Patient workup. The Alzheimer’s Association offers online information for health care professionals on AD diagnosis and treatment protocols (see Related resources). A detailed history, physical examination, and Mini-Mental State Examination (MMSE) are necessary if you suspect Alzheimer’s or a related dementia.

Also recommended are a comprehensive metabolic screen, complete blood counts with differential, urine analysis, serum B12 and folate studies, homocysteine levels, thyroid studies, chest radiography, ECG, lipid profile, and brain scan (MRI or CT). Perform studies such as the rapid plasma reagin test for syphilis and HIV testing as appropriate.

Table 1

Similarities and differences among cholinesterase inhibitors

	Tacrine	Donepezil	Rivastigmine	Galantamine
Administration	Four times daily	Once daily	Twice daily with full meals	Once daily (extended-release formulation)
AChE inhibitor	Yes	Yes	Yes	Yes
BuChE inhibitor	Yes	No	Yes	No
Allosteric modulation of nicotinic receptor	No	Yes	No	Yes
Pharmacodynamic nicotinic/muscarinic effect	Yes	Yes	Yes	Yes
GI side effects	Present	Present	Present	Present
Hepatotoxicity	Present	Absent	Absent	Absent
Metabolism	CYP-450	CYP-450	Autohydrolysis	CYP-450
Drug–drug interactions	Yes	Yes	None reported	Yes
AChE: acetylcholinesterase
BuChE: butyrylcholinesterase
CYP-450: cytochrome P-450 hepatic isoenzymes

Case 1: Gradual Memory Loss

Mrs. J, age 76, has experienced a slow, insidious memory decline across 5 years. She has become socially withdrawn and shows some language difficulties. She has had peptic ulcer disease and often does not take medications as prescribed.

Her psychiatrist diagnoses probable AD and chooses donepezil with its easy dosing schedule because of Mrs. J’s history of nonadherence. Donepezil’s GI tolerability is also a factor in this choice because of the patient’s peptic ulcer disease.

Case 2: Dementia And Motor Deficits

Mr. L, age 82, has gradually developed memory loss and parkinsonian symptoms, including slowness of movement and shuffling gait. He has visual hallucinations of people and episodic confusion. His medications include warfarin and digoxin for atrial fibrillation and congestive heart failure.

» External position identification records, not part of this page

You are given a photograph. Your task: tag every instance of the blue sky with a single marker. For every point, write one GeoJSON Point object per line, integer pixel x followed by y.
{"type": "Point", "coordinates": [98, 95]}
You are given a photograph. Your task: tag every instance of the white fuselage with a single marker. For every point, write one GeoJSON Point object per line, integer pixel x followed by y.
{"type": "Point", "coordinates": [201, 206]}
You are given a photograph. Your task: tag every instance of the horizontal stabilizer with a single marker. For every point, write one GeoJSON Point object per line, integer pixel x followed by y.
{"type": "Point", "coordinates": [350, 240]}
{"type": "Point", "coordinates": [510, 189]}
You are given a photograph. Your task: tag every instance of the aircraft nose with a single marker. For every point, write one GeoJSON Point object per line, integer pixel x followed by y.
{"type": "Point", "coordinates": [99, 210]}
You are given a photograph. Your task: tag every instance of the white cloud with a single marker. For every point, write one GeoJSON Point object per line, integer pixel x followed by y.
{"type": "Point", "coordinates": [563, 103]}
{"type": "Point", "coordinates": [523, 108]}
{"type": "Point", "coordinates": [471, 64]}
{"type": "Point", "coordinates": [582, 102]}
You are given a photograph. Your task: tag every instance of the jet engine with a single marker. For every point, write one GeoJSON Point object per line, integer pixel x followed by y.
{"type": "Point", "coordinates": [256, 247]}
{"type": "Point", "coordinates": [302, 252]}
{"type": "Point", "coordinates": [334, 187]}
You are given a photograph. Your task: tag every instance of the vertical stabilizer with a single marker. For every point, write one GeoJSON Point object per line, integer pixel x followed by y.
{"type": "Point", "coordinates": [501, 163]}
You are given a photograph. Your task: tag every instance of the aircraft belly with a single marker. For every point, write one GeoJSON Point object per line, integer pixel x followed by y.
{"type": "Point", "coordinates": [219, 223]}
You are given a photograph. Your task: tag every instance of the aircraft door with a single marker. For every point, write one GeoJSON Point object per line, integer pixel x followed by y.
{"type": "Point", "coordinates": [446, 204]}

Mr. L is diagnosed with probable dementia with Lewy bodies. His psychiatrist chooses rivastigmine because it has shown efficacy in this type of dementia and is not known to interact significantly with cardiovascular medications.

Case 3: Stroke, Then Rapid Decline

Mrs. D, age 68, has a history of hypertension and suffered a stroke in the past. Her family says her memory and behavior—anger outbursts and excessive irritability—have worsened rapidly across 2 years. Examination reveals some focal neurologic deficits.

Her psychiatrist diagnoses probable vascular dementia and chooses galantamine for its efficacy in patients with this dementia type. Mrs. D has no history of GI illness and will likely tolerate the drug’s GI side effects. Follow-up care will include monitoring for tolerability.